In this first part of a two-part article, we discuss the success of the FCA, the rise of international whistleblowers through a study of the Michael Epp case, and what global companies need to do to prepare. In the concluding part, we review exemplar international whistleblowing laws that have been recently enacted and what we predict will be their impact.
The FCA has set the global standard
The FCA has become the most successful fraud, waste, and abuse statute in the world, with recoveries in excess of $62 billion, largely due to whistleblowers. American whistleblowers had a watershed year in 1986. The US Congress amended the FCA to provide for individual whistleblowers (also called relators) to file claims on behalf of the US government and, if successful, receive anywhere from 15% to 30% of any recovery or settlement. These 1986 amendments, which added the “qui tam” provisions, catapulted the FCA from a little-known and rarely used aging anti-fraud statute into the muscular tool that it is today. Since the FCA provides for “treble damages” and civil monetary penalties for each false claim, a whistleblower’s award may be quite significant. Whistleblowers have filed the vast majority of all FCA cases. In fiscal year 2018, for example, whistleblowers initiated 84% of new FCA cases, and cases initiated by whistleblowers accounted for 75% of the government’s $2.9 billion in recoveries that year.
At its heart, the FCA has five key elements driving its success:
The FCA provides whistleblowers the statutory right to bring a claim in the name of the government and receive 15% to 30% of any recovery. This financial incentive has single-handedly made the FCA the most successful anti-fraud statute ever passed by any legislature in the world.
The FCA includes a strong anti-retaliation provision to protect whistleblowers who come forward by providing robust remedies such as reinstatement, back pay, and double damages.
The FCA provides prevailing whistleblowers the right to have their attorney fees and costs paid by the defendants.
There are active government agencies and devoted prosecutorial professionals enforcing the FCA. These government entities have broad powers to investigate and prosecute claims.

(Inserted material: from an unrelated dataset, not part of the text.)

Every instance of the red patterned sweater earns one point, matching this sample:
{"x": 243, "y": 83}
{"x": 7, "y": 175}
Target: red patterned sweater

The FCA allows standing to bring a qui tam action to a broad class of persons with appropriate knowledge, including entities, and does not require a claim to be reported internally first. Importantly, a whistleblower does not have to be an employee of the target company. Whistleblowers often have been customers, vendors, former employees, and, increasingly, competitors. Many also do not realize that whistleblowers do not have to be US citizens, or even residents of the United States, to bring an FCA action.